Under the new law, those convicted of domestic abuse will be forced to turn over all firearms in their possession, including rifles, shotguns, handguns, and assault weapons. Cuomo said in a press release that “New York is once again leading the way to prevent gun violence, and with this common sense reform, break the inextricable link between gun violence and domestic violence.” These convictions include felony abuse and “serious” misdemeanor crimes.
Cuomo makes an excellent point: women in violent relationships are at high risk of gun-related homicide. Last year, we reported sobering domestic violence statistics, including a 2011 FBI report which found that 53% of women who died from gunshots were killed by their partner or a family member. Let’s parse that out: women killed from gun violence were murdered by an abusive partner over half the time.
This new law will save the lives of abuse victims, but it may prevent mass shootings from occuring as well. There is an inextricable link between domestic abuse and mass shootings; violent people who choose to shoot many people in a public area often begin their violence in the home. Last year, NPR reported that 54% of mass shootings between 2009 and 2016 were carried out by someone who had previously committed domestic abuse. If guns are removed from domestic abusers, they are less likely to kill their partner and commit a mass shooting. It’s clear that Cuomo sees this link, and signed the bill into law partly as a reaction from what he sees as federal inaction on gun restriction. “The recent wave of mass shootings is horrifying,” said Cuomo, “and the federal government's failure to act on any form of meaningful gun safety laws is unconscionable.”

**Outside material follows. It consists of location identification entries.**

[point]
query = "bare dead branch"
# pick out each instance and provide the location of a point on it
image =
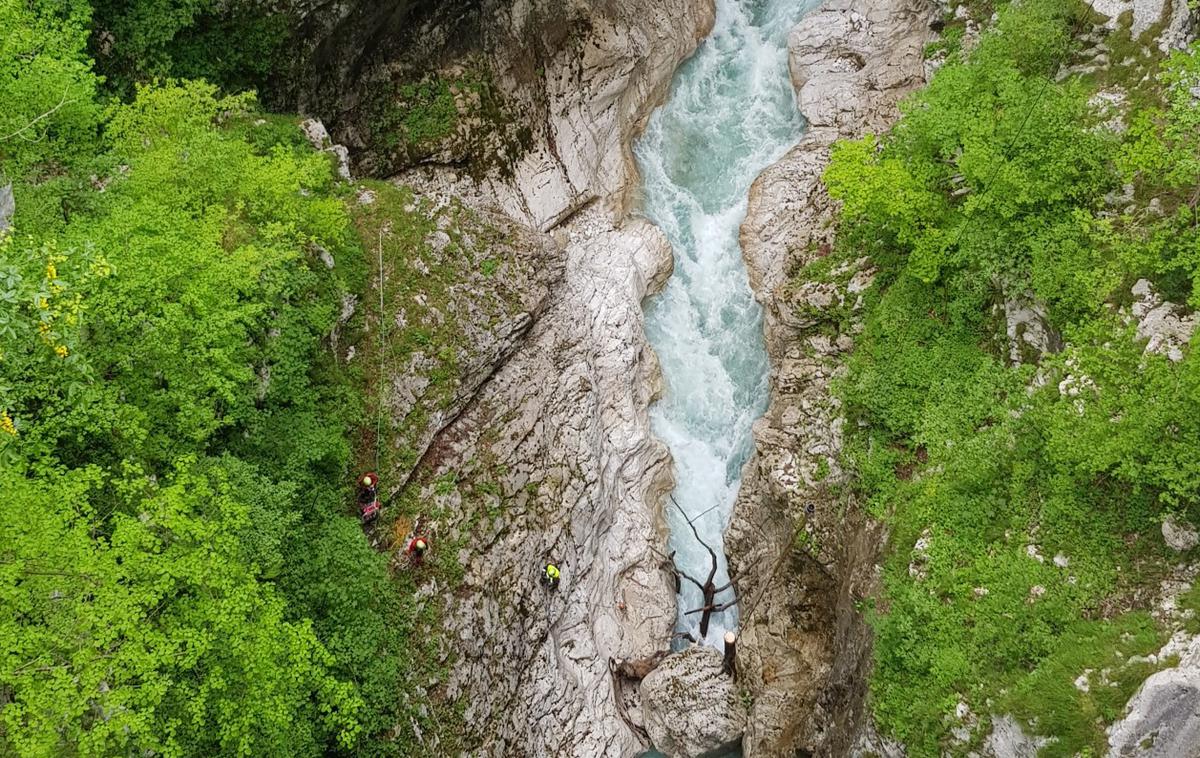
(63, 102)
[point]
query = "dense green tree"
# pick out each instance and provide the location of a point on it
(994, 185)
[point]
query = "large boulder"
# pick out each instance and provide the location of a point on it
(690, 705)
(1163, 719)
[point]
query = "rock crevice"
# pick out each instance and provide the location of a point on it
(802, 551)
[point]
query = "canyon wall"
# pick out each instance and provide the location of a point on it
(802, 551)
(549, 457)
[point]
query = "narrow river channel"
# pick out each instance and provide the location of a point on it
(730, 114)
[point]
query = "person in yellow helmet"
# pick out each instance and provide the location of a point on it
(550, 576)
(417, 549)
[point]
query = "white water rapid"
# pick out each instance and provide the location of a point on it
(730, 114)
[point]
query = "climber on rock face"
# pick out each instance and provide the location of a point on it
(550, 576)
(417, 549)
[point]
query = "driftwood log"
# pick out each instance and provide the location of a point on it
(708, 589)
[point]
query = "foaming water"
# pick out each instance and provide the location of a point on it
(730, 114)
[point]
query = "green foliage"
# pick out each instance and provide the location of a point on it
(49, 118)
(990, 186)
(1101, 653)
(237, 43)
(991, 139)
(174, 440)
(1162, 157)
(154, 633)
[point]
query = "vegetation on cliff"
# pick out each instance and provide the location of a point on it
(1025, 497)
(181, 569)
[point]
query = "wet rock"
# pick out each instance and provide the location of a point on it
(804, 649)
(691, 707)
(1163, 719)
(563, 431)
(603, 68)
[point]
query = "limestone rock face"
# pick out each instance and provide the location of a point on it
(544, 451)
(801, 555)
(565, 88)
(1180, 536)
(1165, 326)
(690, 705)
(561, 437)
(1163, 719)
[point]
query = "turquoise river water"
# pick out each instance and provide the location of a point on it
(730, 114)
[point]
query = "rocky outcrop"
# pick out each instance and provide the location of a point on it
(555, 461)
(549, 456)
(691, 705)
(1163, 719)
(1165, 326)
(801, 553)
(537, 100)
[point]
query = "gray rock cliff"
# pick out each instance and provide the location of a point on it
(799, 553)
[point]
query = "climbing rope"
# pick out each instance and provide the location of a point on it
(1012, 143)
(379, 380)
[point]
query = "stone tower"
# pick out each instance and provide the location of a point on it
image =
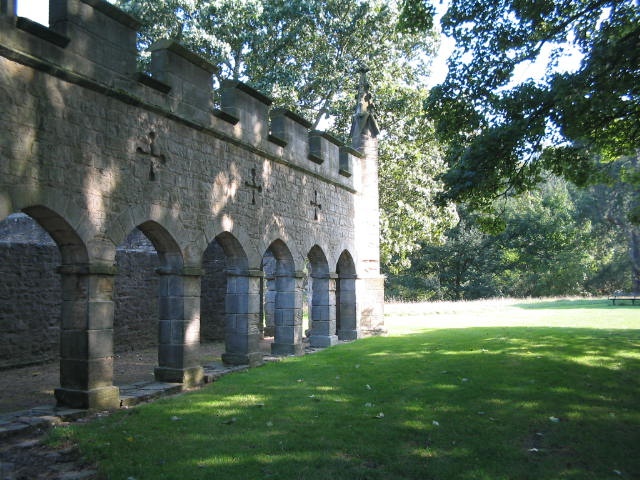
(364, 138)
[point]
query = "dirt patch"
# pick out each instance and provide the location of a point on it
(28, 387)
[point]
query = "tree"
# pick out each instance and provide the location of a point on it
(502, 133)
(305, 53)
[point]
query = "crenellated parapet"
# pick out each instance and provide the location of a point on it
(93, 44)
(223, 185)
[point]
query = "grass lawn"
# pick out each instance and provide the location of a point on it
(476, 390)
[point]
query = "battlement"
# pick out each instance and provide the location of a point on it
(91, 43)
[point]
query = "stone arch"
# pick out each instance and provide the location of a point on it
(159, 225)
(323, 301)
(72, 249)
(241, 295)
(225, 227)
(287, 301)
(346, 317)
(178, 302)
(86, 326)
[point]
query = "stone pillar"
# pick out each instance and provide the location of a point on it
(86, 338)
(242, 329)
(179, 327)
(288, 315)
(346, 300)
(9, 7)
(323, 311)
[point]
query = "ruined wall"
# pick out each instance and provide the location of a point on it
(93, 149)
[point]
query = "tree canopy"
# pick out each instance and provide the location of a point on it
(305, 54)
(503, 130)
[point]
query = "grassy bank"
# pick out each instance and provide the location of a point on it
(480, 390)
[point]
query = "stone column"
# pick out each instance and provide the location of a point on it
(242, 309)
(86, 338)
(9, 7)
(179, 327)
(347, 320)
(288, 315)
(323, 311)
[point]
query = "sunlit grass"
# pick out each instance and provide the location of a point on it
(494, 390)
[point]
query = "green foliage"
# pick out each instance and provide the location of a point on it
(410, 162)
(502, 132)
(555, 240)
(305, 53)
(487, 401)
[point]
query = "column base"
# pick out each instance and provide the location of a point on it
(189, 377)
(348, 335)
(103, 398)
(321, 341)
(287, 349)
(252, 359)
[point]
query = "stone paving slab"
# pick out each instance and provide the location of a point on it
(45, 416)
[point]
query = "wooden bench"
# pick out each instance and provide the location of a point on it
(624, 297)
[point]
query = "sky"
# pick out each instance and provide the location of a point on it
(38, 10)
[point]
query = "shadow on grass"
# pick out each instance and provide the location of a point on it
(478, 403)
(567, 304)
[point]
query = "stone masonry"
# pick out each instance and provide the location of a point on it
(92, 150)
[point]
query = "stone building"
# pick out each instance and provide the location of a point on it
(209, 208)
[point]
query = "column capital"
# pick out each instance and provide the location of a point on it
(87, 269)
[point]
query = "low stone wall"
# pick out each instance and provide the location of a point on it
(30, 294)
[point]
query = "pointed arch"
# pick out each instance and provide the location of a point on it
(72, 249)
(322, 311)
(346, 317)
(287, 315)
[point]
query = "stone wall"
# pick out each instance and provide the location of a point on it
(92, 149)
(213, 291)
(30, 294)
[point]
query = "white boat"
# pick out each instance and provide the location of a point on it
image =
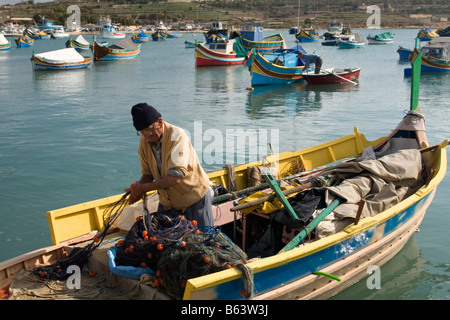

There are a few caveats to note. First, this law applies only to those convicted of domestic violence, and we know anecdotally that many victims do not report their abuse. And for those who do report their abuse, victims can face sluggish responses from law enforcement, if they are believed to begin with.
Still, New York state has some of the most stringent gun laws in the nation, and consequently, it has one of the lowest rates of gun violence in the nation. A recent USA Today report, using data from the Centers for Disease Control and Prevention, ranked New York the 48th state out of 50 for gun violence, a remarkable statistic for the second most-populous state in the country.